Mon, 07/11/2011 - 16:50 -- Editor

Aiding the most vulnerable in society has always been a priority for the SDLP and we are committed to continuing to prioritise those most in need in our next chapter. The importance of tackling fuel poverty as matter of urgency centres on the blunt fact that almost 1,000 deaths occurred last winter primarily due to freezing temperatures.

The North of Ireland is comparably worse off than any part of the UK and the Republic of Ireland. Some 44% of households in the North are living in fuel poverty and 13% are living in extreme fuel poverty. This is completely unacceptable and inhumane. We are compelled to protect not only the 13% that the department has highlighted as our greatest concern, but to take action to lift all peoples out of poverty.

Currently pensioners are faced with the decision to choose whether to heat or eat. This is simply unacceptable in this current age in a developed society. The social protection fund was envisaged as a tool with which to protect our most vulnerable citizens from the most severe of cuts from Westminster, however it in itself has been sufficiently cut in our budget as to render it virtually negligible.

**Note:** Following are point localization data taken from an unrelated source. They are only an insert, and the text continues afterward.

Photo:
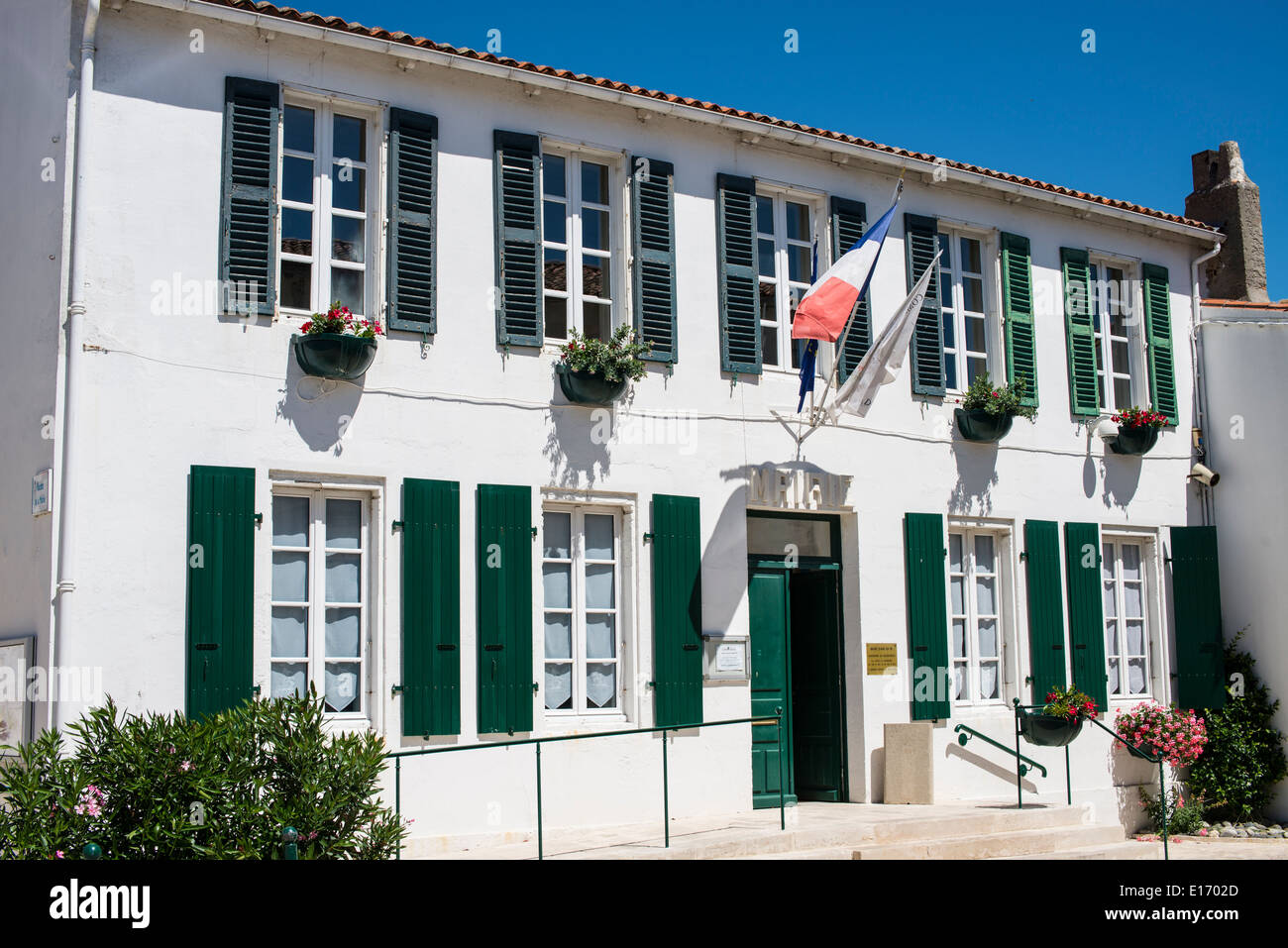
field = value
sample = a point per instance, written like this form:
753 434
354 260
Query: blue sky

More money must be allocated to the provision of energy efficiency measures and projects such as the warm homes and boiler replacement schemes must be properly resourced and properly rolled out. We must protect the vulnerable and human need must prevail.

Our greatest problem in the North is the soaring prices of fuel, thus it is vital that we strive to get these prices down. 70% of home use oil heating here which has risen by 69% in the past two years. It has been concluded already by the previous Utility Regulator Douglas Mclldoon that energy prices are higher because 'policy is confused and contradictory'. We therefore call on the Minister for Social Development to address these contradictions.

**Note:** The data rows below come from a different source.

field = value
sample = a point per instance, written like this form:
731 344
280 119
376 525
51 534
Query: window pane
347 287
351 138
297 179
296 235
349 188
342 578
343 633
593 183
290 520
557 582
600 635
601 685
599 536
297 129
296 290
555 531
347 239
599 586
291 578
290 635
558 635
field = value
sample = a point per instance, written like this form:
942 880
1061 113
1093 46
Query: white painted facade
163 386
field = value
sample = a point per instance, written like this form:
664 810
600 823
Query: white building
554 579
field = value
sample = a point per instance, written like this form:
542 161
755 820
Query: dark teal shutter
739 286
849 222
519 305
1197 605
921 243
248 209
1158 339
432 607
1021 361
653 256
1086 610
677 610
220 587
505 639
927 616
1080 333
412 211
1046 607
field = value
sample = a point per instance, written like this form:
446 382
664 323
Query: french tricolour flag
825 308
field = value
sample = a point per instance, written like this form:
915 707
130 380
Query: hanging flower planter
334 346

Furthermore, it is not ideal or even satisfactory that winter fuel payments are made only to the elderly. One can think of other vulnerable groups across many constituencies, such as families with young children and people with serious health problems. As a member of the Health, Social Services and Public Safety Committee, I know that the extension of winter fuel payments will help alleviate the huge burden on the health service. This is exacerbated by very cold temperatures. John Hills Director of the Centre for Analysis of Social Exclusion at the London School of Economics last month carried out an Interim report of fuel poverty. Hills concluded that living in a cold home has a series of effects on illness and mental health. Shockingly he announced that more people die per year as a result of living in a cold home than those whom are killed in road traffic accidents. The key point being, deaths by cold conditions are 100% preventable. We have a moral obligation to do our utmost to drive down fuel prices. We are obliged to continue to support the continuation of winter fuel payments and to work with the department of social development to develop a long term plan to retrofit homes.

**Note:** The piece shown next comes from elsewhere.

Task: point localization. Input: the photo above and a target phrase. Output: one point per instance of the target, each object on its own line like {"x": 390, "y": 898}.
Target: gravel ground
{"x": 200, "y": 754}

We in the SDLP will continue working towards alleviating fuel poverty and protect our most vulnerable. The most cost-effective and sustainable way to tackle fuel poverty is to introduce energy efficiency measures. This is a long term goal. However in the meantime, we are duty-bound to act. I will endeavour to press the Minister in making our vision a reality and as a party we must appeal to Westminster to act to ease the suffering of so many, as a matter of urgency.